Déconfinement 3: out and about, further afield

With the weather heading into summery temperatures and unclouded skies, there was a fairly obvious choice for where to go on a Saturday of limited ‘déconfinement’ . This was the famous beach of Pampelonne on the St Tropez peninsula. We’ve only been here one or two times. The main reasons for neglecting it have been that it’s generally very crowded with difficult car parking, and you have to negotiate the normally appalling (but very classy) traffic around St Tropez. This stage of the déconfinement still has a 100km limit on travel, and the fact that everyone’s car number plate reveals their department number, discourages any visitors other than relatively local.

So on a sunny May holiday weekend, it was a strange feeling to drive along the coast road close to the speed limit rather than crawling along at 15 km per hour. The car park was unnaturally empty with the new regulations for the beach clearly displayed.

The beach restaurants which, would normally be open and crowded, were deserted although a few of owners were obviously taking the opportunity to do some maintenance. We set off walking towards the headland of Cap Camarat.

Eventually we left the beach and set off along the meandering and rocky coastal path.
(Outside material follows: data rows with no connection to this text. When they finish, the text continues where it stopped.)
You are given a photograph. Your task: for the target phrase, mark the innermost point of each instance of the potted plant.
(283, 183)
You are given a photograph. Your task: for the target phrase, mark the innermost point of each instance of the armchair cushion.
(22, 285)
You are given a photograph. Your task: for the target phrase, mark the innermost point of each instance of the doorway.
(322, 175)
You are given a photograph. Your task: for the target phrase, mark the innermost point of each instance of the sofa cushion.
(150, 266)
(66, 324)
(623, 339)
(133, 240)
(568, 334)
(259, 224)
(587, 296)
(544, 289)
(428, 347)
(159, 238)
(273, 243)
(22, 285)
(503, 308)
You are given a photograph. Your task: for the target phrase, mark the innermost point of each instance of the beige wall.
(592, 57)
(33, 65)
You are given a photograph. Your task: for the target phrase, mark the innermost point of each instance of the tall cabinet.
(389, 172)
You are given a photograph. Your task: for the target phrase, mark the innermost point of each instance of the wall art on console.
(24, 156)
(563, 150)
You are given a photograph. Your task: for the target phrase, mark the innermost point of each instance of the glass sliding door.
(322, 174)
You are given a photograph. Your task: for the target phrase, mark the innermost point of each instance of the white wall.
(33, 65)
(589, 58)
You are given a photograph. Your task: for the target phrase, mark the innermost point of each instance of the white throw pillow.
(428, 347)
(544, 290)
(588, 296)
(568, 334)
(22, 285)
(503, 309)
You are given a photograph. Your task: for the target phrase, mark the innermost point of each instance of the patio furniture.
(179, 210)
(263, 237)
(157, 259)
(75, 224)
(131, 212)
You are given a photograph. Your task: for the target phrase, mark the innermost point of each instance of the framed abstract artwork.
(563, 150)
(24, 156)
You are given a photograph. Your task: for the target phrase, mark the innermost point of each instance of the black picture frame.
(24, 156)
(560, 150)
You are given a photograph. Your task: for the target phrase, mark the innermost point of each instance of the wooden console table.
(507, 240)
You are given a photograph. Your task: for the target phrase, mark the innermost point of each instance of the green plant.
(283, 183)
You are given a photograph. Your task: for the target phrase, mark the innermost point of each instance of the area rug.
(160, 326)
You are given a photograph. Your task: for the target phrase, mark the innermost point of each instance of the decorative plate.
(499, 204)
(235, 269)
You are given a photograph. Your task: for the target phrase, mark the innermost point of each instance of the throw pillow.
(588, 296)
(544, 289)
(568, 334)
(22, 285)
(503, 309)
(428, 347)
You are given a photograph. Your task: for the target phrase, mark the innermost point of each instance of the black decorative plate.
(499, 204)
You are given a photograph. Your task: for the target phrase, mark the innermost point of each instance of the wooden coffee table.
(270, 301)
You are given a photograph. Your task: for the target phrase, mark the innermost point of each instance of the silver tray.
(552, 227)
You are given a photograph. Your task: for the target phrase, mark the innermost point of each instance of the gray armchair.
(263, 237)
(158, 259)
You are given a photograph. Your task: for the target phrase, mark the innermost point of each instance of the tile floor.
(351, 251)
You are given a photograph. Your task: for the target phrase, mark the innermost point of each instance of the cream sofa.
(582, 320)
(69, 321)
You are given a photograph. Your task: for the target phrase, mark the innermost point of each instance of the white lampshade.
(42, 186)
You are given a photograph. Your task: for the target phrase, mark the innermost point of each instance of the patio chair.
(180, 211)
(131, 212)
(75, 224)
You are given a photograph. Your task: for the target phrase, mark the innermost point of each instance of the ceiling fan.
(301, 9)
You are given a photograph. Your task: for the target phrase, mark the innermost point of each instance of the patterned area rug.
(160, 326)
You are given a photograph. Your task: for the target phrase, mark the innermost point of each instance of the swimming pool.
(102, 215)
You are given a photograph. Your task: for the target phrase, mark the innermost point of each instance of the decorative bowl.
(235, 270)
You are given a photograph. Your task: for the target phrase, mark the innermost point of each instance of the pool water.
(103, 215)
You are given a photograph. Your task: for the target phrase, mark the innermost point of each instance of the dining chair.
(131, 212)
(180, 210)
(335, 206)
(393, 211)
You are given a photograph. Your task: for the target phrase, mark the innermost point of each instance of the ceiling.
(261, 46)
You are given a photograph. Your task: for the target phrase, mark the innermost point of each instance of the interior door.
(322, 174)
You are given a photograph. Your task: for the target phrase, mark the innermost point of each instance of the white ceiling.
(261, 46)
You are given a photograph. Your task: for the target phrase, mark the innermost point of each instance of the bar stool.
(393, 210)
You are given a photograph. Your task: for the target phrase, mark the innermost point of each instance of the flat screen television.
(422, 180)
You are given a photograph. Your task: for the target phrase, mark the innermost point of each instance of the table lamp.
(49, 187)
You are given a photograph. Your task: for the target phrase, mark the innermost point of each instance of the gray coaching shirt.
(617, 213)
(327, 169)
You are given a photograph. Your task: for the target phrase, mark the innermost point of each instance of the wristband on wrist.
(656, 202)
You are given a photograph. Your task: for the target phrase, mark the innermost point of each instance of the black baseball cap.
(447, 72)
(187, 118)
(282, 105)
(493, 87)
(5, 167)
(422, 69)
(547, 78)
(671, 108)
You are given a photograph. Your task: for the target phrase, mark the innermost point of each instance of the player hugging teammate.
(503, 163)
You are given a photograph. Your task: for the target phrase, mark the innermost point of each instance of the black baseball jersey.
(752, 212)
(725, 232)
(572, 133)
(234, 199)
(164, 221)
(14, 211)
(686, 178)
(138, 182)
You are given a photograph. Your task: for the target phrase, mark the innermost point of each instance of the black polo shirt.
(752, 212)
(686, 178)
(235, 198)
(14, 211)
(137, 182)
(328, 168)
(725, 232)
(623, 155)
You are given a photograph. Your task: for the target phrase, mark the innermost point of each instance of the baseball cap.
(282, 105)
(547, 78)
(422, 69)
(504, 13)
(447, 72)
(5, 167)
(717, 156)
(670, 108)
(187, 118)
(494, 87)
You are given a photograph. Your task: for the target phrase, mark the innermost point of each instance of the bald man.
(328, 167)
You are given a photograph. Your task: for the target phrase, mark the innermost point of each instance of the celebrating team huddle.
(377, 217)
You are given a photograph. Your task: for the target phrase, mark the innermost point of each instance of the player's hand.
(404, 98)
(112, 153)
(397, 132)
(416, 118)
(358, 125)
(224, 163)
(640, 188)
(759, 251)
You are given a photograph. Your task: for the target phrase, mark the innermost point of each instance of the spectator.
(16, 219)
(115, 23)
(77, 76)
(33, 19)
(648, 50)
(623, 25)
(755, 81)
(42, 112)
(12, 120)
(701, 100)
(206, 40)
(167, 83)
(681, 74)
And as we have often remarked, even authorised French footpaths can be challenging. This is no exception. It’s difficult to image any British local authority allowing it to exist without handrails, concrete steps and a plethora of warning signs. At one point a section that had slipped away had been crudely repaired. One COVID curiosity was how you maintain social distancing on a path that is barely wide enough for one person.

In the end we decided not to do the long climb up to the lighthouse. We’ve done it before and the day was already getting almost uncomfortably warm. And, after eight weeks of life inside, we didn’t feel we’d built up the tan necessary to resist the sun for too long.

Chris is using the Birdnet app on his phone to identify which bird was singing in the thick bushes on the edge of Cap Camarat. It confirmed his identification of a nightingale (no they don’t just sing at night).

We returned the same way and after a brief swim – the water is still cold by our standards – had a picnic lunch on the beach. A very laid-back Police Municipale officer with a megaphone turned up as we were leaving but the beach is so vast and the number of people so limited, we don’t think he saw anything to distress him.

We do gather though that the police did close down one of the smaller rockier beaches a few kilometres away because social distancing was impossible. Anyway it’s all about to change . The prime minister has announced the lifting of the 100 km limit and has allowed for the opening of all beaches and, under various conditions, restaurants and bars. There is a cautious feeling that the summer tourist season may yet be rescued. We will see.